Merkel warnte zugleich davor, auf schnelle Lösungen zu hoffen. Es werde in Brüssel "keinen Befreiungsschlag" geben. Vielmehr werde die Bewältigung der Krise Jahre dauern.
Die Kanzlerin sprach von einem massiven Vertrauensverlust und der vielleicht schwersten Krise der EU. Diese führte sie aber auf Konstruktionsfehler beim Euro und die Aufweichung der Defizitkriterien zurück. Diese Fehler müssten nun beseitigt werden. Merkel betonte, dass sie dabei in enger Abstimmung mit den übrigen Staats- und Regierungschefs der Union agiere. Es sei abwegig, Deutschland vorzuwerfen, Europa dominieren zu wollen.
Allerdings blieb Merkel bei ihrer Ablehnung von gemeinsamen europäischen Anleihen. Diese Debatte erübrige sich, solange es keine wirksame Durchgriffsrechte auf die nationalen Haushalte gebe.
In seiner Antwort hielt SPD-Fraktionschef Frank-Walter Steinmeier Merkel vor, ein Stabilitätsrisiko für Europa zu sein. Merkel habe in ihrer Regierungserklärung am Kern der Sache vorbeigeredet. Niemand werfe ihr vor, dass es die Krise gebe. "Aber wie sie mit ihr umgehen, das geht auf keine Kuhhaut", sagte Steinmeier.
Merkel trage mit Wankelmütigkeit und Entscheidungslosigkeit Mitverantwortung dafür, dass nichts stabiler geworden sei. Die Kanzlerin habe bislang alle Bastionen geräumt, die sie einmal in der europäischen Diskussion über die Beilegung der Krise eingenommen habe. Daher fehle es ihr an jeder Glaubwürdigkeit. Selbst wohlmeinende europäische Nachbarn seien inzwischen gegen Deutschland aufgebracht, kritisierte der SPD-Fraktionschef weiter.
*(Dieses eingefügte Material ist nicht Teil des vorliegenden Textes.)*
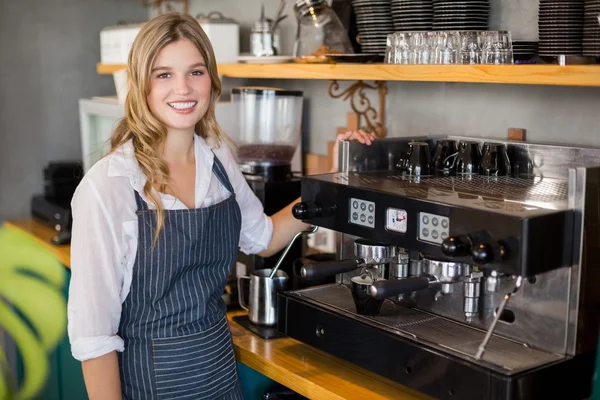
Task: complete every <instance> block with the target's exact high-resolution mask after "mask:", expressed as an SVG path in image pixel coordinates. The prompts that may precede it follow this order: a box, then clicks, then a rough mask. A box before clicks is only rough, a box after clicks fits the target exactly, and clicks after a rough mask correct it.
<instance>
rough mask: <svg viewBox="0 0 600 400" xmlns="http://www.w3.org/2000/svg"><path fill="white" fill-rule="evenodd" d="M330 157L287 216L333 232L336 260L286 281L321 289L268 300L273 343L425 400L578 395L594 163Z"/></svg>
mask: <svg viewBox="0 0 600 400" xmlns="http://www.w3.org/2000/svg"><path fill="white" fill-rule="evenodd" d="M339 156H340V172H338V173H334V174H325V175H316V176H308V177H304V178H302V203H299V204H297V205H296V206H295V208H294V214H295V216H296V218H299V219H302V220H304V221H306V222H308V223H311V224H313V225H317V226H320V227H325V228H328V229H332V230H335V231H337V232H338V235H339V237H338V243H340V246H339V249H338V258H339V259H338V260H336V261H332V262H324V263H316V264H311V265H306V266H305V267H304V268H303V270H302V274H303V276H305V277H307V278H317V277H320V276H324V275H334V274H335V275H336V283H335V284H328V285H321V286H316V287H311V288H307V289H302V290H297V291H288V292H285V293H283V294H280V295H279V299H278V301H279V304H278V308H279V315H278V319H279V320H278V326H279V330H280V331H281V332H284V333H285V334H287V335H288V336H291V337H293V338H295V339H297V340H300V341H302V342H304V343H307V344H309V345H312V346H314V347H316V348H319V349H321V350H324V351H326V352H329V353H331V354H333V355H336V356H338V357H341V358H343V359H346V360H348V361H350V362H352V363H355V364H357V365H360V366H362V367H364V368H366V369H368V370H371V371H373V372H375V373H378V374H380V375H382V376H385V377H387V378H390V379H392V380H395V381H397V382H399V383H401V384H404V385H406V386H409V387H411V388H413V389H416V390H418V391H421V392H423V393H425V394H427V395H429V396H433V397H435V398H440V399H540V398H546V397H547V396H550V395H556V394H557V393H559V392H562V393H569V395H568V398H569V399H580V398H585V397H587V396H589V393H590V388H591V382H592V375H593V366H594V360H595V355H596V353H595V349H596V345H597V340H598V327H599V321H600V312H599V311H600V309H599V304H600V290H598V289H597V288H596V286H597V284H598V282H599V281H600V264H599V261H600V229H599V227H600V225H599V215H600V186H599V183H600V149H587V148H575V147H564V146H550V145H538V144H530V143H520V142H495V143H490V142H487V143H486V142H484V140H480V139H475V138H463V137H415V138H408V139H407V138H402V139H400V138H397V139H380V140H378V141H375V142H374V143H373V144H372V145H371V146H364V145H361V144H359V143H356V142H342V145H341V146H340V155H339ZM563 398H564V397H563Z"/></svg>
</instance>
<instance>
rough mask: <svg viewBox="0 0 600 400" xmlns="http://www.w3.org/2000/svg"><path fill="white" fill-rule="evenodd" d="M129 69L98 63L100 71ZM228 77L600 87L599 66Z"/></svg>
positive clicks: (456, 66) (356, 66) (362, 64)
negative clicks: (363, 80)
mask: <svg viewBox="0 0 600 400" xmlns="http://www.w3.org/2000/svg"><path fill="white" fill-rule="evenodd" d="M124 68H127V65H122V64H98V65H97V66H96V71H97V72H98V73H99V74H112V73H113V72H115V71H119V70H121V69H124ZM218 70H219V74H220V75H221V76H223V77H227V78H259V79H327V80H351V81H355V80H373V81H388V82H391V81H407V82H408V81H412V82H467V83H503V84H521V85H550V86H596V87H598V86H600V65H594V64H592V65H566V66H560V65H555V64H533V65H394V64H299V63H287V64H219V65H218Z"/></svg>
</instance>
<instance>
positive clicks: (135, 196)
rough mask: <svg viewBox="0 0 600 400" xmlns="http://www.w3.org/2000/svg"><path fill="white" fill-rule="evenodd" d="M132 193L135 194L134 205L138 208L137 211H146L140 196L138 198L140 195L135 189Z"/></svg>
mask: <svg viewBox="0 0 600 400" xmlns="http://www.w3.org/2000/svg"><path fill="white" fill-rule="evenodd" d="M133 193H135V203H136V204H137V206H138V210H139V211H146V210H147V209H148V205H147V204H146V202H145V201H144V199H142V196H140V194H139V193H138V192H137V190H135V189H134V190H133Z"/></svg>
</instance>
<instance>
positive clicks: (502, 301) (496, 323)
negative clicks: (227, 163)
mask: <svg viewBox="0 0 600 400" xmlns="http://www.w3.org/2000/svg"><path fill="white" fill-rule="evenodd" d="M522 284H523V277H522V276H519V277H518V278H517V282H515V288H514V289H513V291H512V292H510V293H507V294H505V295H504V298H503V299H502V303H500V307H498V310H497V311H496V316H495V317H494V320H493V321H492V325H490V327H489V329H488V331H487V333H486V335H485V338H484V339H483V342H481V344H480V345H479V348H478V349H477V354H476V355H475V359H476V360H481V357H483V353H485V348H486V347H487V344H488V342H489V341H490V339H491V337H492V333H494V329H496V325H497V324H498V321H499V320H500V316H501V315H502V313H503V312H504V309H505V308H506V304H508V300H510V296H512V295H513V294H515V293H517V291H518V290H519V289H520V288H521V285H522Z"/></svg>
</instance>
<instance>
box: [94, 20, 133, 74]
mask: <svg viewBox="0 0 600 400" xmlns="http://www.w3.org/2000/svg"><path fill="white" fill-rule="evenodd" d="M142 25H143V24H130V25H116V26H109V27H106V28H104V29H103V30H102V31H101V32H100V62H101V63H102V64H127V57H129V51H130V50H131V46H133V41H134V40H135V38H136V36H137V35H138V33H139V32H140V30H141V29H142Z"/></svg>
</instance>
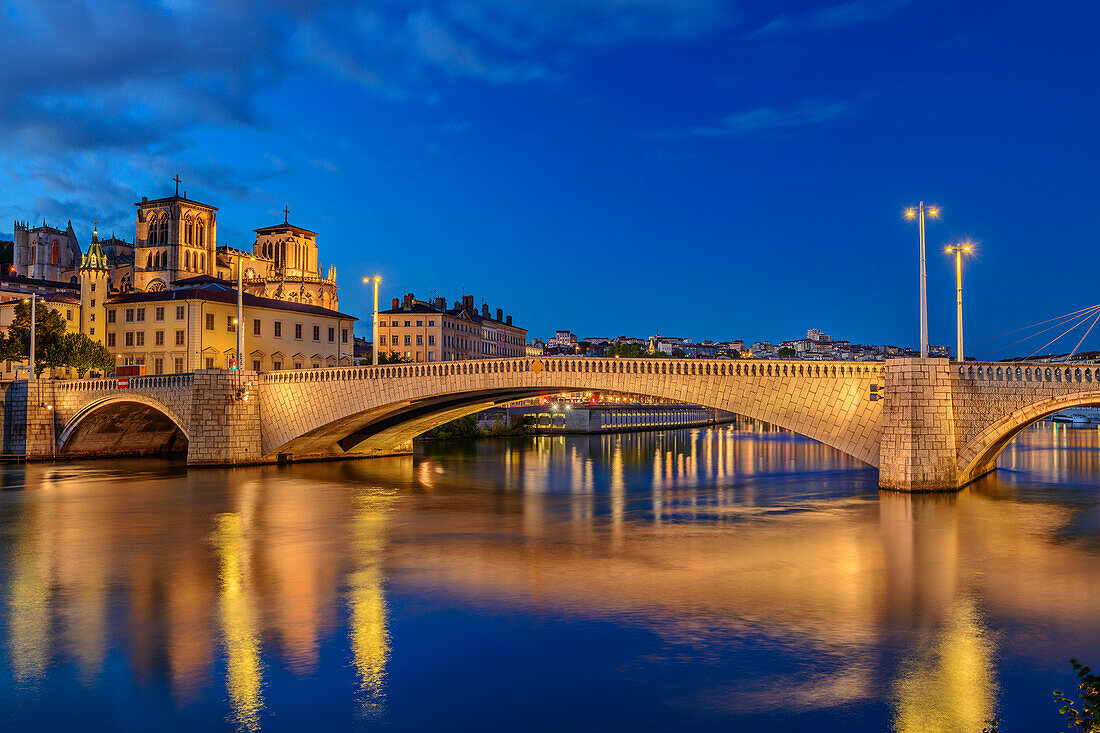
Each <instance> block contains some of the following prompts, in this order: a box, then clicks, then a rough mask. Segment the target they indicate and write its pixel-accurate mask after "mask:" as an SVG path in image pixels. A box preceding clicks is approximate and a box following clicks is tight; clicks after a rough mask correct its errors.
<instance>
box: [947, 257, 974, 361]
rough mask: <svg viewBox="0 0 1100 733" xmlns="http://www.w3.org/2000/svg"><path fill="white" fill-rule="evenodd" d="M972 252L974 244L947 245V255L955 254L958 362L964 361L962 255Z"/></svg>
mask: <svg viewBox="0 0 1100 733" xmlns="http://www.w3.org/2000/svg"><path fill="white" fill-rule="evenodd" d="M972 250H974V244H972V243H970V242H959V243H958V244H948V245H947V253H948V254H952V253H953V252H954V253H955V330H956V337H957V339H958V340H957V343H956V348H955V353H956V360H957V361H959V362H963V361H966V358H965V357H964V355H963V253H964V252H966V253H968V254H969V253H970V252H971V251H972Z"/></svg>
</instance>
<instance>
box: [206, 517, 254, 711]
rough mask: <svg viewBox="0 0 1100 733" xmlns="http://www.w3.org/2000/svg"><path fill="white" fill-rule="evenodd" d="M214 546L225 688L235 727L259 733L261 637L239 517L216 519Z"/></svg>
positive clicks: (221, 518) (227, 517)
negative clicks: (260, 638) (233, 715)
mask: <svg viewBox="0 0 1100 733" xmlns="http://www.w3.org/2000/svg"><path fill="white" fill-rule="evenodd" d="M213 544H215V547H216V548H217V551H218V559H219V564H220V566H221V577H220V581H221V594H220V599H219V601H220V606H221V608H220V612H221V613H220V616H221V632H222V639H223V643H224V645H226V667H227V670H226V688H227V690H228V691H229V697H230V702H231V704H232V707H233V712H234V714H235V716H237V721H238V723H239V724H240V725H241V726H242V727H244V729H246V730H249V731H256V730H259V729H260V713H261V711H262V710H263V705H264V702H263V698H262V697H261V693H260V692H261V685H262V669H261V661H260V633H259V631H257V626H256V621H257V620H256V610H255V606H254V602H253V599H252V589H251V578H250V573H249V568H248V555H249V553H248V540H246V537H245V534H244V529H243V522H242V518H241V515H240V514H235V513H233V514H219V515H218V516H216V517H215V534H213Z"/></svg>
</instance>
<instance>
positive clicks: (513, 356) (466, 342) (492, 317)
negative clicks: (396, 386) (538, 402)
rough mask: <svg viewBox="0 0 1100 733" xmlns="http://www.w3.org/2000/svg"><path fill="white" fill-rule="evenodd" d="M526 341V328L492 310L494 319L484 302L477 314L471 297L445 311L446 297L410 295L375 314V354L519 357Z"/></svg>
mask: <svg viewBox="0 0 1100 733" xmlns="http://www.w3.org/2000/svg"><path fill="white" fill-rule="evenodd" d="M526 343H527V330H526V329H522V328H519V327H518V326H514V325H513V324H511V316H505V315H504V311H503V310H502V309H499V308H497V311H496V318H493V317H491V316H489V311H488V306H487V305H482V311H481V313H480V314H478V313H477V310H476V308H474V298H473V296H472V295H466V296H463V298H462V302H461V303H455V304H454V307H453V308H451V309H447V300H445V298H436V299H434V300H432V302H431V303H426V302H423V300H417V299H416V298H415V297H414V296H412V294H411V293H409V294H407V295H406V296H405V297H404V298H401V299H398V298H394V302H393V307H392V308H390V309H388V310H383V311H379V313H378V352H379V353H392V352H393V353H398V354H400V355H403V357H405V358H406V359H409V360H410V361H414V362H418V363H419V362H433V361H462V360H465V359H505V358H509V357H522V355H525V353H526V351H527V348H526Z"/></svg>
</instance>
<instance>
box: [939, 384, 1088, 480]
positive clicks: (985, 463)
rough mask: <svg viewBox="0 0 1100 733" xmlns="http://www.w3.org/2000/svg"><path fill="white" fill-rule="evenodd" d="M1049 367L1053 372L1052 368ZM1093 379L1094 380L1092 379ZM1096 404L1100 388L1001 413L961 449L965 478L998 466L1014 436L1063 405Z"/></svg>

FDP-Fraktionschef Brüderle sprach sich für Änderungen der EU-Verträge aus, um die Haushaltsdisziplin in den Euro-Staaten besser zu kontrollieren und Verstöße zu sanktionieren. Wie die Kanzlerin lehnte er gemeinsamen Anleihen der Euroländer ab.
Bleibt es beim Nein zu Eurobonds?
Diesen Aussagen misstraut Grünen-Fraktionschef Jürgen Tritten. Er warf der Bundesregierung vor, der Bevölkerung die Unwahrheit über Euro-Bonds zu sagen. Da die Europäische Zentralbank in großem Umfang Staatsanleihen überschuldeter Länder wie Spanien und Italien aufgekauft habe, gebe es längst eine gemeinsame europäische Haftung für Schulden.
Trittin plädierte dafür, den Euro-Schutzschirm EFSF mit einer Banklizenz auszustatten und ihm damit Zugriff auf Mittel der Europäischen Zentralbank zu geben. Jetzt sei geboten, Ländern wie Italien oder Spanien Möglichkeiten der Refinanzierung zu geben.
Für die Linkspartei vertrat Fraktionschef Gregor Gysi die Ansicht, nicht Staatsverschuldung sei die Ursache der Krise, sondern die Macht von Banken, Versicherungen und Fonds. Der "einzig mögliche Weg" aus der europäischen Krise sei, große Geldinstitute wie die Deutsche Bank zu verkleinern und öffentlich-rechtlich zu organisieren.
Merkel kam mit ihrer Regierungserklärung einer Bitte der Fraktionsvorsitzenden Steinmeier und Trittin nach. Diese hatten sie zu einer Erklärung vor dem EU-Gipfel aufgefordert.